Abstract
Aligning assessment practices with instructional and learning strategies trigger deep learning. However, research confirms that some language teaching contexts do not moderate a positive association between assessment methods and course learning outcomes (CLOs). This research attempted to examine the congruence between assessment task designs and CLOs of an English-major program in a Saudi public university and evaluate the authenticity of the tasks. To seek answers for the research questions, final examination marked papers of nine randomly selected courses were evaluated. The study used a documentary research method. The question papers underwent both quantitative and qualitative analysis. The results evinced inconsistencies in assessment task designing and marking styles across the courses. The tasks were invalid and unauthentic, and they did not match CLOs. Therefore, suggestions are presented that the assessment practices should be revisited to stop assessment tempering in the interest of observable and sustainable academic achievements.
Key Words
Assessment Tasks, Authenticity, Critical Thinking, Learning Outcomes, Quality Assurance
Introduction
This article reports a documentary analysis of the validity of summative examination assessment tasks of nine English major courses of a Saudi pubic university. In order to make valid inferences from the assessment of students’ learning outcomes, it is imperative that assessment instruments are valid and reliable. Valid and reliable assessment of students’ learning outcomes is necessary for institutions, learners and society alike. It has been observed that most Saudi students get grades that are untrue of their actual academic achievements. One of the reasons behind this problem is a mismatch between CLOs and the assessment tasks. Therefore, this study evaluated the nature of end-of-course examinations given to English major students as a major part of the assessment. Thus, this study though very limited in scope carries immense significance to highlight assessment methods that obstruct the fulfillment of higher-order learning.
Literature Review
The Validity of Assessment Tasks
Valid assessment tools measure exactly what they are required to measure (Coombe and Evans, 2005) whereas invalid tests usually concede false inferences regarding students' achievement. Therefore, it is imperative for a language assessment task to show the actual achievement of learners otherwise the results are deceptive. Learners get commendable scores (certificates) without having achieved the intended learning outcomes (Green, 2007b). Therefore, Green (2007a) has given the model of overlap that asks for maximum overlap between exam specifications and the target academic and linguistic skills intended to be achieved (see Figure 1). The greater the overlap the greater is the achievement of learning outcomes.
Figure 1
A Model of Washback Direction (Green, 2007a)
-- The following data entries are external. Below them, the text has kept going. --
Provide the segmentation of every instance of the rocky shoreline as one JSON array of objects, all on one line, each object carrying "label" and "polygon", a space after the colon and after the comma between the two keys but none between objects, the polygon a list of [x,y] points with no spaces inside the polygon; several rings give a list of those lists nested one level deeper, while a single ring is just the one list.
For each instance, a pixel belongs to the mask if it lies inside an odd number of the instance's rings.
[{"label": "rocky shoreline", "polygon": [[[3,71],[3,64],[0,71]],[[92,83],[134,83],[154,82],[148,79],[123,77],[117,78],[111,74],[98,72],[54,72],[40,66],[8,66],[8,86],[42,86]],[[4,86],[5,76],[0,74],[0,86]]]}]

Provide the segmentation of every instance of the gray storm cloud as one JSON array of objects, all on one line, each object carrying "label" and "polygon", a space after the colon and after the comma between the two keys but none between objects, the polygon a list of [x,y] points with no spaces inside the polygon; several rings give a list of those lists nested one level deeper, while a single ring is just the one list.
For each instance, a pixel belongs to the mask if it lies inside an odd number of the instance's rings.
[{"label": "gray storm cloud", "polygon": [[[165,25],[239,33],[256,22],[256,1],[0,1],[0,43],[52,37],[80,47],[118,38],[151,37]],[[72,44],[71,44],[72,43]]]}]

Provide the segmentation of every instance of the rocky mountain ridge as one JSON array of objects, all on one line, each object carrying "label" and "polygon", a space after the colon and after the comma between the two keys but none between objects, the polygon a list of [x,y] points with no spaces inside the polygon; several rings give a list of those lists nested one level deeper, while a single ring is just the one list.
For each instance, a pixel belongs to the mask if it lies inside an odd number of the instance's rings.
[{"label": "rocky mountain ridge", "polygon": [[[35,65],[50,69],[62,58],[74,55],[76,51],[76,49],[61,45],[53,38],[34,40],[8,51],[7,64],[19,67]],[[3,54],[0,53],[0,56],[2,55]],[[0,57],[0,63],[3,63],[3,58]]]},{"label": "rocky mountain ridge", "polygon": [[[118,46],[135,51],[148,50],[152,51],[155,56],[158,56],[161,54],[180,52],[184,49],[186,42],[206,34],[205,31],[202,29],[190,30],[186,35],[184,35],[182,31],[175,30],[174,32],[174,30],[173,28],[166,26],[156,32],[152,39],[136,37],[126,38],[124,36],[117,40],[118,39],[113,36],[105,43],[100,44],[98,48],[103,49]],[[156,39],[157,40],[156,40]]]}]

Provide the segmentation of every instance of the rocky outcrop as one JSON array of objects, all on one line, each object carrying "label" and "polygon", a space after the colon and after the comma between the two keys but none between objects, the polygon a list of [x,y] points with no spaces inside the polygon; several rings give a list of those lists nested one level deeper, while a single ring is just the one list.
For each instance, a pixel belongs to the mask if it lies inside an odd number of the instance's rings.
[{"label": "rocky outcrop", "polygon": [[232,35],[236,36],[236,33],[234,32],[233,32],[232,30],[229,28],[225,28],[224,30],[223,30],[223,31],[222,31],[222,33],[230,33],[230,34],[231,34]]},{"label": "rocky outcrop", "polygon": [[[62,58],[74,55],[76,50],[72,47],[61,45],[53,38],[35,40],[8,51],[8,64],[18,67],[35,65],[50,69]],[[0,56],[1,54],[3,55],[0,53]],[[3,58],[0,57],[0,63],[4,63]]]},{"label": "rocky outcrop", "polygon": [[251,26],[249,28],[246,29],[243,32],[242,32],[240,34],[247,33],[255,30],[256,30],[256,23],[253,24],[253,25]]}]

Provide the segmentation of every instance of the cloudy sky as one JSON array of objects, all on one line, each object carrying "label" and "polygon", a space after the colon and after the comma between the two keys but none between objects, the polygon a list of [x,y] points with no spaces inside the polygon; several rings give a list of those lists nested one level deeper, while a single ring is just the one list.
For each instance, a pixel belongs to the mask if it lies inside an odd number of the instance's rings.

Every educational program or course has certain learning outcomes that its learners are trained to achieve (Archbald and Newmann, 1988). To ensure the successful achievement of the learning outcomes, there is a need to examine the progress of learning. This aim can only be achieved by employing valid assessment tasks that are ‘worthwhile, significant, and meaningful—in short, authentic’ (Archbald and Newmann 1988, p.1). Such authentic assessment tasks require the production of new knowledge or applying concepts to novel situations rather than a mere reproduction of previously taught information (Muñoz and Álvarez, 2010). They have remarked that it is easy for teachers to decide if “students have a real understanding of the material presented and they are able to synthesize concepts” (2010, 44). However, the situation according to them can be different if the assessment tasks lack authenticity and have a strong similarity to teaching tasks. These causes make students memorize selected materials and resultantly teachers cannot determine the actual acquisition of the concepts and skills.
Previous Studies
A critical review of previous studies suggests that valid and authentic tests have mostly resulted in the achievement high-order learning (Muñoz and Álvarez, 2010; Benedetti, 2006; Saif, 2006; Ferman, 2004; Manjarrés, 2005; Stecher, Chun and Sheila, 2004; Cheng, 1997). For example, it has been noted that listening tests based on video are more reliable than their audio counterparts (Benedetti, 2006). The fusion of oral elements in end of school assessment had a beneficial impact on Matriculation students’ oral proficiency compared to pen and paper examination (Ferman, 2004). The study of Saif (2006) revealed that a strong alignment between test specifications and course learning outcomes generates observable positive washback. This was confirmed by Stecher, et al. (2004) in their study of reforms introduced to the assessment regime of the writing component of examinations in Washington State where changes in assessment tools showed a considerable positive impact on learning processes. In addition, the studies of Manjarrés (2005) and Muñoz and Álvarez (2010) also confirm the argument that a strong correlation between course learning outcomes and test specifications has a beneficial effect on both teaching and learning.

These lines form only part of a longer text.